Thank you for permission to not love Christmas.  I remember when I read, once, I think it was Miss Manners, that I didn't have to answer the phone just because it was ringing.  It was such a relief!  The other part of the rule, though, is that I can love or hate or have any emotions I want about Christmas, as long as I don't interfere with anyone else's love of the holiday.

I will think about what goes on my list.  And I will think about favorite Christmas carols.

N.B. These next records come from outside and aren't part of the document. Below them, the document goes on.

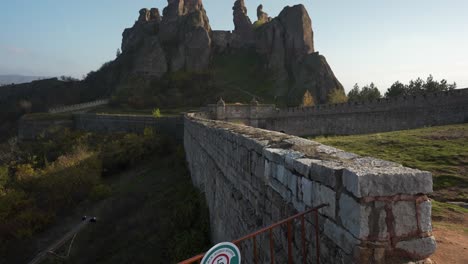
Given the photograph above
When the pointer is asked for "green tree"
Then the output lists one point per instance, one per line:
(355, 94)
(367, 93)
(337, 97)
(396, 90)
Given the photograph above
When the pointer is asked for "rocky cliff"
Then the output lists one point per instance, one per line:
(182, 40)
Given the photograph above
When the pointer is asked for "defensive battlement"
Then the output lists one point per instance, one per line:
(381, 115)
(78, 107)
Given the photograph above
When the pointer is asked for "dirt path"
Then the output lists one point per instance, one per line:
(452, 245)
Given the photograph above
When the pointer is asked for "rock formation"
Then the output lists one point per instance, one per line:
(182, 39)
(243, 34)
(288, 46)
(262, 16)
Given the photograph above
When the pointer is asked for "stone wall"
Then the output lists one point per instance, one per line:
(377, 212)
(172, 126)
(359, 118)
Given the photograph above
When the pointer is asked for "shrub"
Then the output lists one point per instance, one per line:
(157, 113)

Today, though, I had some thoughts I wanted to share.  I am becoming more aware of myself, mostly because of the work we are doing here.  It's almost like I am outside myself, observing myself, correcting myself, while being myself.  I have had to face the fact that I am a sugar addict.  I have really been trying to pay attention, to feel it.  I notice anxiety.  It is followed by the need to eat sugar.  I feel the cold, the numbness that sugar brings. I definitely don't taste it.  I don't especially like it.  But I NEED it...

I know it is causing problems with my health.  Yet, I eat just a bit more.  It's like the small child inside of me wants the treat.  The adult me just doesn't want to feel.

This has been on my mind.  I know that if I try to stop and to punish myself, it is almost like setting up an internal competition, an internal war.  I am beginning to believe more and more that competition is the root of all problems.  Therefore, cooperation is the root of all loving solutions.

Coincidentally, I got my first seed catalog.  They are my favorite reading/dreaming material.  And somehow, the thought came...my New Years Resolution - become a "foodie".  I am going to focus on learning more cooking techniques and using more foods - especially fruits and vegetables.  Maybe if I bring a lot of joy and creativity and happiness to food - I won't need sugar.  It won't feed me anymore.

Maybe...

Another strange chain of thought.  I was wondering what it would look like if I decorated a swamp for Christmas.  I was looking at photos of swamps.  They all had muted, shadowy lights, and were surrounded by trees.  They looked like they had a solid floor, but it was really the covered surface of the water.  One had a lump - turned out to be an alligator...the alligator is supposed to be a symbol of motherhood.  Is that the kind of mother swamp kids get??  No wonder we're afraid to get out of bed at night.  So what if I strung lights over the swamp.  They wouldn't reflect on anything.  They would just shine...Not sure where I am going with this.  I think this is like the I hate Christmas experiment...does it mean anything???

I'm glad you had some sister time last night.  I wish I could have been there.  I also respect her strength and her strong sense of responsibility.  And that, no matter what, she still finds something to laugh about.

I love you,  I'll think about Christmas tonight.